”Ada korslet pada salah satu komponen
Gangguan pada Gardu Induk Tegangan Tinggi Suralaya sekitar pukul 11.39 itu mengakibatkan PLTU Suralaya, yang terdiri atas tujuh unit pembangkit dan memiliki kapasitas total 3.400 MW, tidak bisa memasok daya ke sistem. Akibatnya, sistem Jawa- Bali, yang pada saat itu dalam posisi terbebani 12.000 MW, kehilangan daya sangat besar, yakni sekitar 1.200 MW.
Guna menyeimbangkan dengan daya yang hilang, PLN lalu mengurangi beban dengan memadamkan aliran listrik.
Menurut keterangan para pekerja di kompleks PLTU Suralaya, terdengar suara ledakan dari gardu induk beberapa saat setelah terjadi gangguan. Ledakan terdengar seperti suara bom sehingga menyebabkan guncangan. Namun, tidak ada percikan api ataupun asap yang keluar bersama dengan suara ledakan.
”Seperti ada gempa saja,” kata seorang karyawan yang diungsikan ke luar areal pembangkit.
Hingga sore hari, suara rentetan ledakan masih terdengar dari areal jaringan transmisi. Namun, suara ledakan susulan itu relatif lebih kecil dibandingkan dengan suara ledakan pertama. Suara ledakan itu lebih mirip suara petasan berukuran besar.
Menurut Murtaqi, percikan api dan suara ledakan lazim terjadi saat terjadi korsleting. PLN masih mencari penyebab gangguan tersebut. Ia memastikan unit-unit pembangkit Suralaya pada saat itu beroperasi normal.

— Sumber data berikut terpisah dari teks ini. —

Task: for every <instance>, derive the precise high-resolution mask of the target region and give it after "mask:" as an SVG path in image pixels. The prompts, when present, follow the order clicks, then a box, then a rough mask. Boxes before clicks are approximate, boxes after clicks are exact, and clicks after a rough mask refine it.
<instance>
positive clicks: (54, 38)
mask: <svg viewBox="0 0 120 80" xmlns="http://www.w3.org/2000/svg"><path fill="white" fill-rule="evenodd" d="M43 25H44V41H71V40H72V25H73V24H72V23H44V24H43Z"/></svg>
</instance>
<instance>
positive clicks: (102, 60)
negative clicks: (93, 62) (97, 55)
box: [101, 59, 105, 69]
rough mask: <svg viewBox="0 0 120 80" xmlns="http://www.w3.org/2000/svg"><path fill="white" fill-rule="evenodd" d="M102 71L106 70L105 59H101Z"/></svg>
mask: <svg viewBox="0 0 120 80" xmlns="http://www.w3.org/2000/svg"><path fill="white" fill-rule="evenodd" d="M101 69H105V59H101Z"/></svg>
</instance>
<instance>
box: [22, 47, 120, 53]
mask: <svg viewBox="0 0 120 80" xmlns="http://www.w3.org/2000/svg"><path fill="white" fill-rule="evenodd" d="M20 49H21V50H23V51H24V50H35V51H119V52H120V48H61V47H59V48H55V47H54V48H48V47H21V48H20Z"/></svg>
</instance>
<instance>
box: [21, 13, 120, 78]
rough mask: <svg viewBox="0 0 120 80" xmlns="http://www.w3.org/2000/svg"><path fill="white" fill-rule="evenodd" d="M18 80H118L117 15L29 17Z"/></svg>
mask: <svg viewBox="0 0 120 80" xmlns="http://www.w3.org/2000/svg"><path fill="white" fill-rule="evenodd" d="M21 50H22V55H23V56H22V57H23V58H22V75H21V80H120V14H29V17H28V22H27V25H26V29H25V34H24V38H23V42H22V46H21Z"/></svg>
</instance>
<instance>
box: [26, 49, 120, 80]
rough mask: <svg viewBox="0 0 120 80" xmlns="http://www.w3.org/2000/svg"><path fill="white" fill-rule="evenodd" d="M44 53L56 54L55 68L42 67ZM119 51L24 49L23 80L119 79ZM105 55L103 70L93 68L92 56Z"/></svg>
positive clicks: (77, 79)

Dia menegaskan, gangguan di Gardu Induk Tegangan Tinggi Suralaya tidak sampai menyebabkan pemadaman total atau
”Pemadaman hanya terjadi di sebagian wilayah Jawa Barat yang berada paling dekat dengan Suralaya dan tidak bisa mendapatkan pengalihan pasokan dari tempat lain,” katanya.
Pada 18 Agustus 2005, gangguan di PLTU Suralaya memicu terputusnya jaringan interkoneksi 500 kilovolt Saguling-Cibinong-Cilegon yang menyebabkan sistem Jawa-Bali kehilangan beban sebesar 4.000 MW.